The main stage of the FYF Fest on Saturday night was a contrast in colors.
Interpol, the suited-up, all-black-all-the-time moody New Yorkers, fueled a rock 'n' roll resurgence in the early-to-mid 2000s, when FYF Fest was finding its footing in Echo Park clubs. Phoenix, however, was all brightly lit synths and manipulated guitars, its stage lighting representing a hyperkinetic rainbow and the act's merging of rock and dance cultures signifying the more recent direction of the pop charts.
Each group's set Saturday had its merits. Interpol is one of the most efficient and workmanlike rock bands around -- its guitars a little bit artsy, it choruses often big and the look dapper but coolly detached. Phoenix, aided by additional help on percussion, was a relentlessly celebratory rush of beat-driven pop. And for a festival that awkwardly -- often frustratingly -- struggled to adjust to a new location at Exposition Park, the headliners were a refreshing dose of studied professionalism.

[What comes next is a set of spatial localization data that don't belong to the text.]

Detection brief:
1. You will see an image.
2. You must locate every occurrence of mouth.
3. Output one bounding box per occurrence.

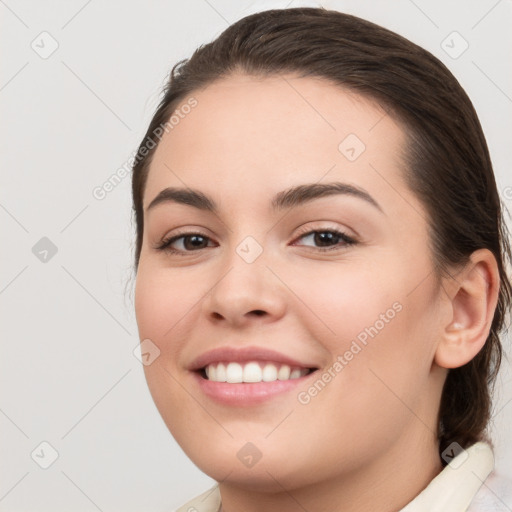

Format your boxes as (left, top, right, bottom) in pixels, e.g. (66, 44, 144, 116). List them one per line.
(188, 346, 321, 405)
(197, 361, 318, 383)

Interpol has been making the festival rounds this summer before the Sept. 8 release of "El Pintor," its first new album in four years. But this wasn't a set about bold new directions. Interpol largely stuck to the familiar -- be it the slicing riffs of "C'Mere" or the fire-alarm rush of "Say Hello to the Angels." Interpol's sound may be born in the shadows, and guitarist Daniel Kessler is apt to dip back into them and go in search of my high-pitched abstractness, but this an arena band first and foremost.
Few new tunes were previewed, but the ones that were gave in to Interpol's best and worst tendencies. "Anywhere" is slick and fast and in danger of becoming anonymous, but "All the Rage Back Home," in which verses and hooks are constructed out of corkscrew guitars that spun their away around the methodically-voiced singer Paul Banks, shows that the band is continuing to challenge itself on "El Pintor."
Interpol's ascension mirrors that of FYF itself. The band has maintained its independence, still recording for Matador Records, even as it's grown to festival headliner. FYF Fest, once strung together in Echo Park clubs and having survived past disasters in which the fest ran out of food, is now working with Goldenvoice, the concert behemoth behind the Coachella Valley Music and Arts Festival. FYF continues to curate a festival that toes the line between the avant-garde and the mainstream.
With four stages spread around massive grounds bordering the California Science Center and the L.A. Memorial Coliseum, FYF in 2014 was bigger than ever. There were exciting moments on the first day of the two-day fest, including the ability to jump from Interpol to the experimental metal of Japanese noise band Boris, a band that can string together an entire range of cascading notes from feedback.
There were also headaches. The glistening dance pop of Phoenix is no stranger to festival goers, as the act headlined the 2013 edition of Coachella. So if one instead wanted to check out the bigger dance party happening at the opposite end of the festival where electronic adventurer Grimes was performing, one would have to prep for a 15-minute walk at peak crowd times.
Worse, some of Saturday's most exciting artists were tucked inside a stage set on the floor of the L.A. Sports Arena, but with the seating area of the basketball arena roped off the venue was at capacity early in the day. (Promoters said early Sunday that the arena's seating area would be open for the second and final day of the festival.) Interested in the enrapturing electro-soul of Chet Faker or the glistening disco-inspired grooves of Todd Terje? The only option was to make a day of hanging indoors, this after some fans reported waits of three hours just to get in the main gates.
Distressing, in that such logistical logjams did away with FYF's biggest selling point: discovery.